Drafts

I decided that from now on to save readers' time I will add new poems at the top of this post instead of the bottom. Also see "Published" tab for collections, etc. I took all the photos here.

Boy
Sneakers and jeans loose enough to hide my phone
A glance around the room raises guesses of sexuality
The silence when my uncles tease me: do you like any girls at your school?
Gay Asians unheard of,
More STEM, please
Childhood clouded with secret Barbie dolls, the sleeker, pinker army men
Parties push me into corner third-wheeling for multiple couples
1 a.m. driving of drunk friends
Have no idea of who to ask to dances because
My pool of possibility sinks to the gayfriendzone for girls,
The unknown for guys.

College
How much are you going to pay me to go there?
Seventh grade, after geometry class, one skinny kid to another:
"What college do you want to go to?"
Twelfth grade, in the car with a friend's family:
"Congratulations on ____insert college that I actually haven't even applied to yet_____,"
As if the process would be automatic
Mick takes off his shoes during the ACT
Dr. Sachs please don't leave me, like Mellick, Apple
Won't look until after finals

"Thanksgiving"
Night invading the afternoon
Grace notes beeping in the garage door alarm
Lonely empty foreign holidays
TV substituting family
Food meeting up with the wait
Spiciness lasting as long as bubblegum
No tradition here
No turkey
No prayer
Just another meal

Mornings
If my dad and I were the only people
Living on the east side of St. Paul
We wouldn't worry about any
Lethargic weekday highways
Unfortunately, each morning involves
Quick instincts and brief calculations
Of distance, traffic, time
Driving perhaps over the speed limit plus ten
On small local roads
Eyes straining to spot which path on the grid
Would provide the best long shortcut
Around the stretched lines held by red lights
Our car fueled by a stubborn refusal
To join the dragging chain of metal bugs
On concrete.

Senior year
Everyone wants to be a kid again
To strain the cords of the spotlight overhead
To find novelty in every blink
To care most about problems as trivial as the frilled edge of notebook paper
But I don't want to be a kid again
Because rewinding time
Also means I'd have to eventually relive
The teenage years, too,
After those childhood spans of bliss
When I'm so close to escaping it now
In the other direction.

Overheard this morning
I got so many likes on that profile picture
Do we have orchestra during 7th period today
Knock, knock, who's there?
We record and time it perfectly
I need you to sign my planned absence form
Who got the solo?
Diane!
Does anyone have a pen?
Could we please drop by three
At least you don't look like that
Praise my back how it hurts
Can you unplug this

FINE I'LL WRITE A GIRL POEM
We just had to be friends that semester,
Forcing an island of long hair and flowery blouses
In that front row together
She finished her psets with quiet grace
While my chair swiveled to the masses of guys
Who scrambled to "collaborate" on homework
Because I found their jokes, their idiosyncrasies
More fascinating than hers.
Sorry.

(note: pset's definition on Urban Dictionary is slightly incorrect: the stress, agony, nightmares, etc of psets is not exclusive to MIT, so just run away from colleges in general and you'll be fine)

La Joconde 
The Mona Lisa stretched by eigenvectors
Mais ce n'est pas un homme, c'est un champignon.
Straight edges and liens end with the pop of
Pecker, speckle, hackle, tackle
Unlike Cocoabella chocolates, dimethoxyhydroquinone, quinoa, onions, ions.
Such a lonely looney blocking a delta of spelt—
Her minions flock like tweens at a Twilight book signing;
I’d rather watch tuna melt into liver or iron smelt and shiver,
Though much of this can be said the same for
The Mona Lucy.

(note: second line is from Le Petit Prince)

Today
When Charles Dickens wrote the first lines to
A Tale of Two Cities 
He was probably inspired by
High school.


What we've lost
How can we feel content when what once reflected through our eyes always flashes by on a train conducted by time?
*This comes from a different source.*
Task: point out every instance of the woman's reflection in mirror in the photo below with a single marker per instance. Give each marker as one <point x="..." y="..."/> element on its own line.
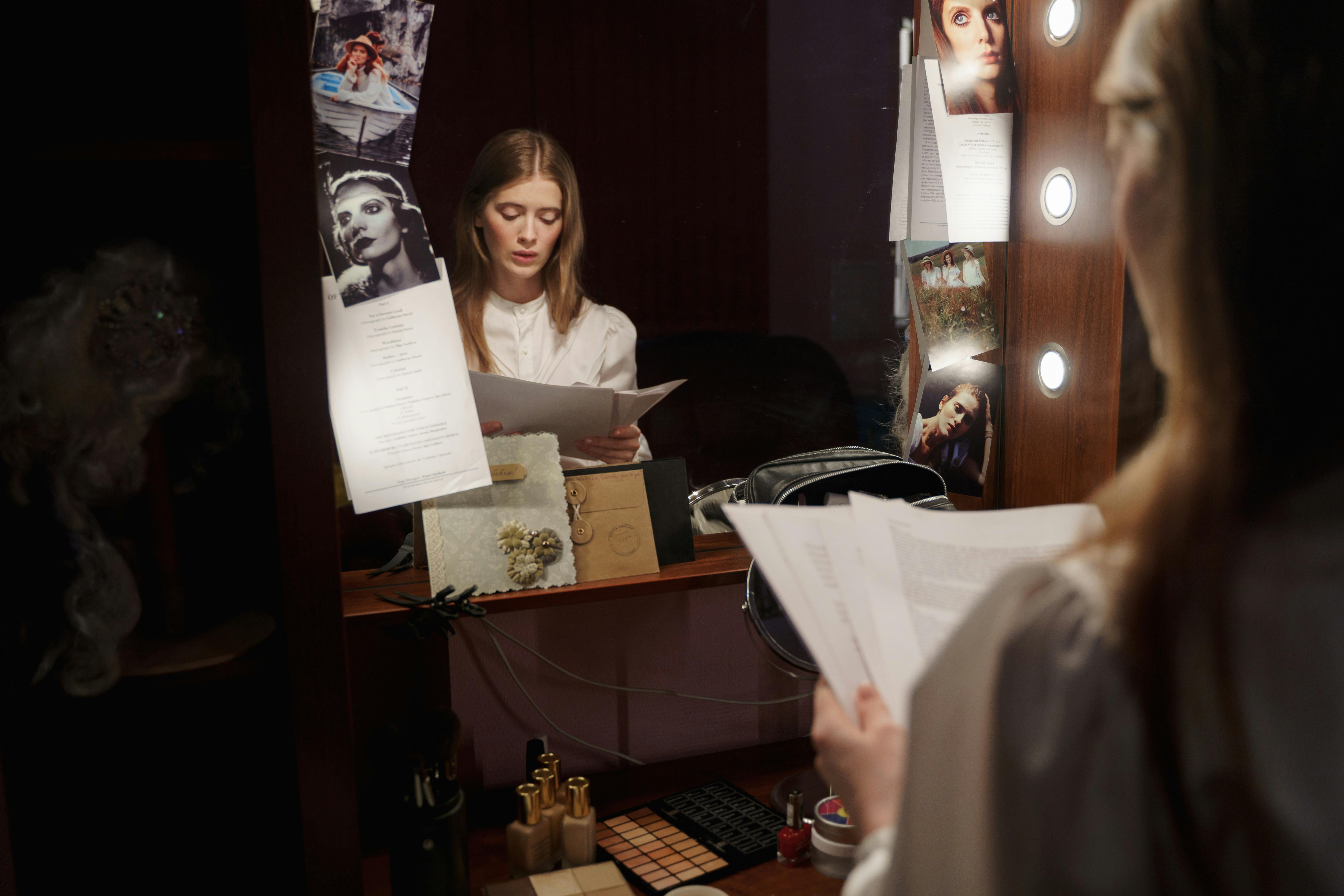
<point x="518" y="252"/>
Moments vibrate. Every slice of an instant presents a slice of movement, and these motions collect into ripples. But ripples fade, and we lose them. We can’t rewind our senses. We consistently lose everything: colors, shapes, lives, ideas, reactions.
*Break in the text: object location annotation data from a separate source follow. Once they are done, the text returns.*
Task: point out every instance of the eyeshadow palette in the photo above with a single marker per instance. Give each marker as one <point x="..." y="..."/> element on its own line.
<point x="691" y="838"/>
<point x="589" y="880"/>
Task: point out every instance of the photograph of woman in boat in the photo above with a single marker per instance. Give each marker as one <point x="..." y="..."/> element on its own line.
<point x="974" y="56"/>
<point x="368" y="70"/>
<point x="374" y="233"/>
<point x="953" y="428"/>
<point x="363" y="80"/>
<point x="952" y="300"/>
We sit in our cars, too distracted to pay attention to our everythings slipping by, yet so concerned with equilibrium and no net change.

The trees that mimic Lichtenberg figures don’t persuade us to mind when we lose them in our memory. So why should we care?

Every place, every home, every inch of space carries a story. Though we cannot lose stories that we never knew, why does it still feel tragic?

Mathematicians love equations because they can reassure themselves that nothing really disappears from one side to the other. Physicists suffer this same guilt. Everyone, really.

Imagine the writer cutting away words that she loves but cannot afford because they refuse to squeeze into that moment in that story.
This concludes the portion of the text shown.